India along with Thailand, represents the two BIMSTEC nations with the highest volume of trade and are the most active in planning, negotiating, and implementing free trade agreements. In 2019, the first ever BIMSTEC Conclave of Ports with the aim of providing a platform to strengthen maritime interaction, port-led connectivity initiatives and sharing best practices among member countries, was organised by India in Visakhapatnam. In 2022 the Ports summit followed up by the declaration of a Master Plan for Transport Connectivity that would provide a framework for regional and domestic connectivity. India has already invested in the India–Myanmar–Thailand Trilateral Highway, the Kaladan Multimodal Transit Transport Project and the BIMSTEC Motor Vehicle Agreement to improve connectivity and promote trade within the region. Connectivity infrastructure in the northeast has significance also in terms of these being further linked to the projects that BIMSTEC is backing to improve cooperation and connectivity in the Bay of Bengal area. In this context West Bengal capital Kolkata has often been hailed as a “vital bridge” for the BIMSTEC countries, as its Syama Prasad Mookerjee Port is connected to the Mongla and Chittagong ports in Bangladesh and to Sittwe in Myanmar.

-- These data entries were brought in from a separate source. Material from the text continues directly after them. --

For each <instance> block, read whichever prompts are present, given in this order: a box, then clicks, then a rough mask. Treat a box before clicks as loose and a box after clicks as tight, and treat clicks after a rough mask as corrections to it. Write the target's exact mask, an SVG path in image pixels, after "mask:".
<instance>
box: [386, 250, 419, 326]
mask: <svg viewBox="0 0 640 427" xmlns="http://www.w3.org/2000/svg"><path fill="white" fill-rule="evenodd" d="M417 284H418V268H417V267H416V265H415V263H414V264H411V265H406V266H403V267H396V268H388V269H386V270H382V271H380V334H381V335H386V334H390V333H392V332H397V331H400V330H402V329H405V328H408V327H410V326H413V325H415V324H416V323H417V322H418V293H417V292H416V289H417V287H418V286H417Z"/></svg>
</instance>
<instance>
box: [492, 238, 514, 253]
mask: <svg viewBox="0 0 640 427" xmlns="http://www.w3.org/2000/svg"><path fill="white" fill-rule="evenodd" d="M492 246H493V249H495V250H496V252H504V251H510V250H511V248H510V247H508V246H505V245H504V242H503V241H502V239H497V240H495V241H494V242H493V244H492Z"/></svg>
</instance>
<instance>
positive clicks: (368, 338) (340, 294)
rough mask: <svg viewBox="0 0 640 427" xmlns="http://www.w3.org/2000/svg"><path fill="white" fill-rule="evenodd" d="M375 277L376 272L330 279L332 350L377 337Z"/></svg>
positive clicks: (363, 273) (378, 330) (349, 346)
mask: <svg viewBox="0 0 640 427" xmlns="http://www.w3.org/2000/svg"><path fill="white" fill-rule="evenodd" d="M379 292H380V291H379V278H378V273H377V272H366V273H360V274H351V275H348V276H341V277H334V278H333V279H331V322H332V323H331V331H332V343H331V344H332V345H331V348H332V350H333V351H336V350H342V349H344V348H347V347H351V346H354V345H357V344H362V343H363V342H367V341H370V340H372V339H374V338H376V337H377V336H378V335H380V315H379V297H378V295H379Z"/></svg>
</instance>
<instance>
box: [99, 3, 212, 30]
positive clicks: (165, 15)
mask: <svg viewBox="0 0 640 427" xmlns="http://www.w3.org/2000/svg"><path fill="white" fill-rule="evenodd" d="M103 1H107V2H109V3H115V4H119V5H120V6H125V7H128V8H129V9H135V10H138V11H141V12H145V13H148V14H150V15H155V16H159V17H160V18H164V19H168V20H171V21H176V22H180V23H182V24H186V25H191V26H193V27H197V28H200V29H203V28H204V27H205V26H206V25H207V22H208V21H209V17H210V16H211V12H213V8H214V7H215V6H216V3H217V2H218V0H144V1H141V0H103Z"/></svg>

In February this year, India hosted the first meeting of the Governing Board of BIMSTEC Energy Centre (BEC) in Bengaluru. As the Host of the BIMSTEC Energy Centre, India has proposed the establishment of a BIMSTEC Energy Centre (BEC) in India, with a recommendation to consider the addition of specialised areas within the current energy scenario in BIMSTEC region, (a) Cyber Security, (b) Green Hydrogen (c) Energy Transition. India has also been advocating for strengthened agricultural cooperation among the countries in the BIMSTEC.
India has been pushing for continuous diplomatic engagement to overcome the challenges in achieving a comprehensive Free Trade Agreement (FTA) and unfinished projects hinder economic cooperation among BIMSTEC member nations. It has been highlighting the essential prioritisation of ongoing connectivity projects like the Kaladan Multimodal Project, Asian Trilateral Highway, and BBIN Motor Vehicles Agreement in order for the BIMSTEC region to unlock the permanent interests of the region, including trade, economic empowerment, infrastructure, renewable energy and food security.
There is no denying the significance of the BIMSTEC, as it resonates with overall regional concerns and trends. Despite being an old organisation, it has begun to reflect a new dynamism characterising South-Southeast Asian regionalism.